The hustle Milton put me on did raise some money. It also got some important attention: our effort was featured on the CBC's The National twice. I was invited to speak to the leadership at CBC in Toronto about a whole new way of approaching multiculturalism in media. That subsequently turned into a career in diversity and media.
CBC's Gloria Macarenko features Schema in "Caught Between Cultures" (2005)
Milton described Schema to me in this way: "You are trying to describe in words what your generation already intuitively understands, but we don't yet have the language for." He loved the complexity of this challenge. He could see the most latent of ideas, and always found a way to add his profound wisdom.
Yet, for all of Schema's potential social innovation, he always stressed the importance of socialization, especially as we were a virtual operation. At every update meeting with Milton, he was reminding me that the contributors needed to meet up and connect, that the relationships that Schema produced were the real profit, perhaps the real product.
Schema tied me, its volunteers and its writers to Milton. And I think he enjoyed knowing that. He was always interested in where it was going, how it was being subversive, how it gave "my generation" a greater sense of belonging as mainstream Canadians. Perhaps resolving the complexity of his and his daughter's identities—where he was informed by his being Chinese, but no longer defined by it. Perhaps providing language for something he had struggled with in his own navigation between Vancouver's Chinese and mainstream communities.
Milton Wong on Vancouver Downtown Eastside Chinatown Revitalization (GVTV, 2009)
He was especially interested in how close the team was, and who they were. In fact, despite being the busiest man in the world, he met with the founding editors on a number of occasions. Gave us advice and encouraged us to never quit.
In the end Schema has reached more people and in more places around the world than it would have as a print magazine. It has supported the development of many young writers. It trained me to mentor and kept me sane when grappling with diversity at CBC just seemed hopeless. But most of all, it was the beginning of working with Milton on much bigger ideas.
Schema was an extension of Milton's vision for a constantly evolving, multicultural Canadian identity, or, in other words, an increasingly complex Canada. It was his way of giving voice to young Canadians whose identity was more complicated than either mainstream or ethnic media allowed. The young team that launched Schema, the new team that currently produces Schema, and the millions of readers Milton's passion has reached—these are and will always be a reminder of his gift to me.
I still feel like I am being mentored by Milton.
Milton often spoke about there being "no more and no less matter" than there ever has been.
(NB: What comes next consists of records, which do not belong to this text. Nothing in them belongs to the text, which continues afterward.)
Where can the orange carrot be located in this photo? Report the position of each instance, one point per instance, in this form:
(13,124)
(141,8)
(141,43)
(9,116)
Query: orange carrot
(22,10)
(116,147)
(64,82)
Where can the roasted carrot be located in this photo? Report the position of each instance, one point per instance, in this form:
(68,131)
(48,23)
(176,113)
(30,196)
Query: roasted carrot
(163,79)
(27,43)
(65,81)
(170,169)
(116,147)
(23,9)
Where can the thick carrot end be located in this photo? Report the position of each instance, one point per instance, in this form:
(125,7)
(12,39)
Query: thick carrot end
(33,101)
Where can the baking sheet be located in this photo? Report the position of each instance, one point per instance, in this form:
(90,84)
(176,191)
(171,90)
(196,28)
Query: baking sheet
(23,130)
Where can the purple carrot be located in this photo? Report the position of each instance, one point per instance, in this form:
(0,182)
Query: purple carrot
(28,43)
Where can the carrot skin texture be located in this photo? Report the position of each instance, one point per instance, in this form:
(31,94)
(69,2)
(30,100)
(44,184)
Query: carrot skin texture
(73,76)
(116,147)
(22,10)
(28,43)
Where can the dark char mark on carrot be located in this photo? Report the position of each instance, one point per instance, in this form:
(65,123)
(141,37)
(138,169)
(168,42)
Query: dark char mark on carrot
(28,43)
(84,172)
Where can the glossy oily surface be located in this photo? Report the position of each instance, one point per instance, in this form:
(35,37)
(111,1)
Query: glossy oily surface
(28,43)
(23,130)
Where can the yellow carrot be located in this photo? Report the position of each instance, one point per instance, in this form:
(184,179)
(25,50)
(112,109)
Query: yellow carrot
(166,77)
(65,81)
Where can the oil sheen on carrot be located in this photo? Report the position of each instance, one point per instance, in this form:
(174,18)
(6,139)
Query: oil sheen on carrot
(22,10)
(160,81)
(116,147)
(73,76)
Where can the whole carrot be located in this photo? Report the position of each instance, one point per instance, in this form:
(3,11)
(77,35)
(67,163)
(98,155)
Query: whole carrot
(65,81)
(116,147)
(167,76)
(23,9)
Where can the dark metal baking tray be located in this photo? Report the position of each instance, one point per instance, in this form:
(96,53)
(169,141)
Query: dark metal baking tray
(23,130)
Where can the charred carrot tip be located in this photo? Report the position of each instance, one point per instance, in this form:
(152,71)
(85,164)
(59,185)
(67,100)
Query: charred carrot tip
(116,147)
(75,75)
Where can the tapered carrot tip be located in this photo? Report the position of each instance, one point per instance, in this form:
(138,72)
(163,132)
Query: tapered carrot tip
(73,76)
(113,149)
The atoms of the dinosaurs are here among us. It's a closed system. For that reason, I know that Milton's spirit is here.
His influence in my work has not ceased, and neither has the bigger picture work that we began together. In fact, it feels like all of that stuff—the ideas he was passionate about—has become even bigger than life. I'd like to believe that in the last moment we made eye contact, he knew this would happen. He knew he had given me and all of those he touched more reason to never quit, to never stop pushing for a more just, more compassionate and more caring world. The kind of home that Milton would have wanted for all of us.